The programme was neat, orderly and interesting but never sprang to life as the material could surely have allowed. Everything was covered, but nothing and nobody was pressed. It had that oddly muted air that you often find even now in documentaries about the royals and/or the rich folk around them. Descendants of the protagonists were allowed to tell the family versions of the story without much by way of challenge, alternative viewpoint or fleshed-out background. Everyone preferred to emphasise the class rather than racial aspect of events – the Victorian fetishisation of hierarchy being so much more absurd and palatable to modern tastes than the deep, ingrained prejudices that allow you to colonise all those you perceive as lesser beings. It was all, if you like, terribly British.
Last Night's Viewing: Queen Victoria’s Last Love, Channel 4
TIM WALKER THURSDAY 26 APRIL 2012 in The Independent
Every year at the court of Queen Victoria, the royal household amused itself with "am-drams": costumed aristos created tableaux inspired by well-known paintings and stories.
Sometime around 1890, the photographic record shows, an Indian man appeared as a servant in the background of one such image. Within a few years, however, Abdul Karim was centre stage, seated on a throne, as the King of Egypt. This fantastic detail, from Channel 4's engaging documentary Queen Victoria's Last Love, reflected Karim's rising real-life status as the favourite servant of the elderly Victoria.
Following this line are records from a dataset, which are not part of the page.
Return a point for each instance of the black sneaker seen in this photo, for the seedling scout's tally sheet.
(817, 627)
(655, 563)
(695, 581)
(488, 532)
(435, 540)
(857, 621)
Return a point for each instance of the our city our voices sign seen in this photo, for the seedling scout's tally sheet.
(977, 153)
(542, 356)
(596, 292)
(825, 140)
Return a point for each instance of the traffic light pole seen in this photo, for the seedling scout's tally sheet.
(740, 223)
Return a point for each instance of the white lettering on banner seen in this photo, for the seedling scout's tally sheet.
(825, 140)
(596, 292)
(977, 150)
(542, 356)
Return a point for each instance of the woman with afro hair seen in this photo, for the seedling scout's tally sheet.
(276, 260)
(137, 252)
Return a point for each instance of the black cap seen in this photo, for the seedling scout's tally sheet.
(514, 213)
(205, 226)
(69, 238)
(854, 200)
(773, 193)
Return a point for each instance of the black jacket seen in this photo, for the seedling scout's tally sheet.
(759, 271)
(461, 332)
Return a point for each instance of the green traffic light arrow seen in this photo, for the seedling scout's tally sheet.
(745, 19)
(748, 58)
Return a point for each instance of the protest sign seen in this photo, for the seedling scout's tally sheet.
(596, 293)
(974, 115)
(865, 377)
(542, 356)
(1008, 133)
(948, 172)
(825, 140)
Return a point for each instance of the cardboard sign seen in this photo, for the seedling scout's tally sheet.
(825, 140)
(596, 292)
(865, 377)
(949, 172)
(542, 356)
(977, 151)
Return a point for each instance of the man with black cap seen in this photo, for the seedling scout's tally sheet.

Arriving at court in 1887 as a mere table-hand, he soon became the Queen's Hindustani teacher and beloved "Munshi". She gave the young man houses at three of her residences, and signed her letters to him "Mother".
Great Britain was gripped by Islamophobia, exacerbated by its imperial forays in the Islamic world, but the Empress defended Karim from anti-Muslim prejudice. This sounds remarkably enlightened for the 19th century, until you learn she loved her servant so much that she wrote to the Viceroy of India, recommending he ban a rival Hindu festival.
Karim's improper, irresistible rise infuriated the household, who did everything in their power to undermine him. The Queen was deterred from awarding him a knighthood on her Diamond Jubilee only when her doctor threatened to declare her insane. After she died in 1901, Karim was banished to the lands he'd accrued in India.
We know about Victoria's former favourite, John Brown, thanks to Billy Connolly. But this was an intriguing, rarely told final chapter of the Queen's life, narrated in the genial tones of Geoffrey Palmer. The Munshi was not the wronged gentleman one might imagine, but a creature of raw ambition. "Pompous, conceited... A pain in the arse," was one historian's assessment.